The law would protect a provider in Connecticu­t who administer­s an abortion that is legal in the state to a resident of a different state where the procedure is illegal, by prohibitin­g Connecticu­t authoritie­s from cooperatin­g with investigat­ive requests or extraditio­n orders from the patient’s home state. The law would also allow people who are sued over their role in providing an abortion to countersue in Connecticu­t court, and to recoup legal fees and other costs if they win.

As states across the country prepare for the possibilit­y of a post-roe world, many are tightening restrictio­ns on abortion. Twentysix states — a swath stretching from Florida to Idaho — would ban or severely restrict the procedure if the court overturns Roe.

On the other side of the issue, Connecticu­t joins California, Maryland and Colorado in trying to protect abortion access by increasing the number of providers. But Connecticu­t’s bill goes further than laws in other states by protecting providers and women who seek abortions from prosecutio­n by authoritie­s in places where abortion could become illegal.

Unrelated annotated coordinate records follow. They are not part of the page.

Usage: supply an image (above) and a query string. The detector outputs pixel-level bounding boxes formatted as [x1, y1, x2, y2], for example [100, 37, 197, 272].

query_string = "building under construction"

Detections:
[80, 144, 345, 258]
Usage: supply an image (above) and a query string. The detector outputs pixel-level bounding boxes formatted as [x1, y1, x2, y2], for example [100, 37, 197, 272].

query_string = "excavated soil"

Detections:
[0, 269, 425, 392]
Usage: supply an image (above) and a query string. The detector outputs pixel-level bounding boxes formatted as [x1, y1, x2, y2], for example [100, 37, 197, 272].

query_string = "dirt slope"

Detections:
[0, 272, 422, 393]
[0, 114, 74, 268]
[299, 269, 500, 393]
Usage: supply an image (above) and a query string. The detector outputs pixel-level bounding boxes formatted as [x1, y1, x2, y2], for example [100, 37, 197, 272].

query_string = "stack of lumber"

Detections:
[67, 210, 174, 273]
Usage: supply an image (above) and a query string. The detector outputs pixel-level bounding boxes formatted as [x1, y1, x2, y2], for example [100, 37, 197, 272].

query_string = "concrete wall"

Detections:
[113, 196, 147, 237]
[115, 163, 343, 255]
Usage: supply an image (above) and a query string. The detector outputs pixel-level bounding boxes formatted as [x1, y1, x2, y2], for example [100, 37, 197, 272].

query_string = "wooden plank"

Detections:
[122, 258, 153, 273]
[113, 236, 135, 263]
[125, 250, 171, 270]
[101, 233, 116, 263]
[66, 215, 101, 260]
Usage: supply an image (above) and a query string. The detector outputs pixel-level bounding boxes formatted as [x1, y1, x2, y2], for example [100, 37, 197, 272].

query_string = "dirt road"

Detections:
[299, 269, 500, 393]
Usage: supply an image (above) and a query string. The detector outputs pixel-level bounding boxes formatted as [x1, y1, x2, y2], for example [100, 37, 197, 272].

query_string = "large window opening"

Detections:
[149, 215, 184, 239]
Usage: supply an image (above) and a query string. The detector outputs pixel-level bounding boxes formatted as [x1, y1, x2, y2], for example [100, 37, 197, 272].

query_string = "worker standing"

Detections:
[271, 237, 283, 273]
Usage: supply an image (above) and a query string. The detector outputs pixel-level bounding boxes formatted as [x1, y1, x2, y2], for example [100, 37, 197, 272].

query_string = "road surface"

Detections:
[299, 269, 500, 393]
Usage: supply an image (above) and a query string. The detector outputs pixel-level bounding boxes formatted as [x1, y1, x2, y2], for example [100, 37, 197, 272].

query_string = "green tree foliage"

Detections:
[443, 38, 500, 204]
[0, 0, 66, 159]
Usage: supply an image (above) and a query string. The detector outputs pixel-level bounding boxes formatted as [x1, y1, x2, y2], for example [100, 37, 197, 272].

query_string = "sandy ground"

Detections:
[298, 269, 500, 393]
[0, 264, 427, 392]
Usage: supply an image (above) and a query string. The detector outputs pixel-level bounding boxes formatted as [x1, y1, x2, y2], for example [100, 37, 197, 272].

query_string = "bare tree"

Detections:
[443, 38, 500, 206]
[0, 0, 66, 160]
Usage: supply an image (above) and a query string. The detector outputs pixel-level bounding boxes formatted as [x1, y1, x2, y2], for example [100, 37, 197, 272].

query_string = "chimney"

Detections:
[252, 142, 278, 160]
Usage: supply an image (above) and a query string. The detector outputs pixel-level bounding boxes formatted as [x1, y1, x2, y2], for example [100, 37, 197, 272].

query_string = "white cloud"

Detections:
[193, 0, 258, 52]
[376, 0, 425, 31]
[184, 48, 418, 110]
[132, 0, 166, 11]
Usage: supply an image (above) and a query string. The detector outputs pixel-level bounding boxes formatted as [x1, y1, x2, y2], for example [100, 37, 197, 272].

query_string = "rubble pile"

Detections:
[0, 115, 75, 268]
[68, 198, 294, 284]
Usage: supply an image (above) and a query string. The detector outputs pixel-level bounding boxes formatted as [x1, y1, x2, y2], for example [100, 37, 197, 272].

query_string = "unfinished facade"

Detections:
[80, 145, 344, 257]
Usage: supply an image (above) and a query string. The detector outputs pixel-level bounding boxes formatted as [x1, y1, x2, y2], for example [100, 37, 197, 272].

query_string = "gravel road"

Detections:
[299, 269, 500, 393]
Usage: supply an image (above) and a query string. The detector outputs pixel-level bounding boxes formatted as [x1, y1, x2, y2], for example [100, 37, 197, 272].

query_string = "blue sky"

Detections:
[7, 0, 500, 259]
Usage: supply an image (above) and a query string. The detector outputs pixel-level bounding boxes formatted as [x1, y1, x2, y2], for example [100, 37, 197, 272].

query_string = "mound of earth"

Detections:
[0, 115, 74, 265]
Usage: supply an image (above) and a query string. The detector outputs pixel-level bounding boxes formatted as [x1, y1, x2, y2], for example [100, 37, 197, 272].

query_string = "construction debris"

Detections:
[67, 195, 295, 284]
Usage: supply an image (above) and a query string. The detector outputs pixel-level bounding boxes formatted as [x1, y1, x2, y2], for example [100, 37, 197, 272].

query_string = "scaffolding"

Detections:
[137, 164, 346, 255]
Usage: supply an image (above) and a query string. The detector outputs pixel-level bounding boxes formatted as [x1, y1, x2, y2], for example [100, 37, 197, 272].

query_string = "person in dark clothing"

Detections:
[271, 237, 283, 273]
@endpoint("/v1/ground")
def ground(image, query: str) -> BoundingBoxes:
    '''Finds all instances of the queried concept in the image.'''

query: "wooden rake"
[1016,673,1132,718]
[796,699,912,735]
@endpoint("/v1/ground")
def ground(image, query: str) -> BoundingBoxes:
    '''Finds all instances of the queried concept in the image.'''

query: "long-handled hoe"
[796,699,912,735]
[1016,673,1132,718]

Connecticu­t is preparing for what could be pitched legal battles between states. Legislatio­n in some states, including Missouri, has proposed making abortion illegal even when one of its residents travels outside the state for the procedure. A law in effect since September in Texas bans abortions after six weeks, relying on members of the public to sue anyone, from a taxi driver to the doctor, who “aids or abets” a woman seeking an abortion there.

Idaho and Oklahoma have passed similar laws, and lawmakers in states that protect abortion rights say they fear that residents of their states who donate to funds that help women in restrictiv­e states travel for abortions could be prosecuted.

“The states that have passed some of these quite extreme laws have indicated that they are interested not only in attacking abortions that are within their borders, but also in places where it is expressly legal,” Rep. Matt Blumenthal, Dconn., who sponsored the bill, said. “Other states that do support abortion rights are going to need to pass laws like this in order to protect their residents and their health care providers.”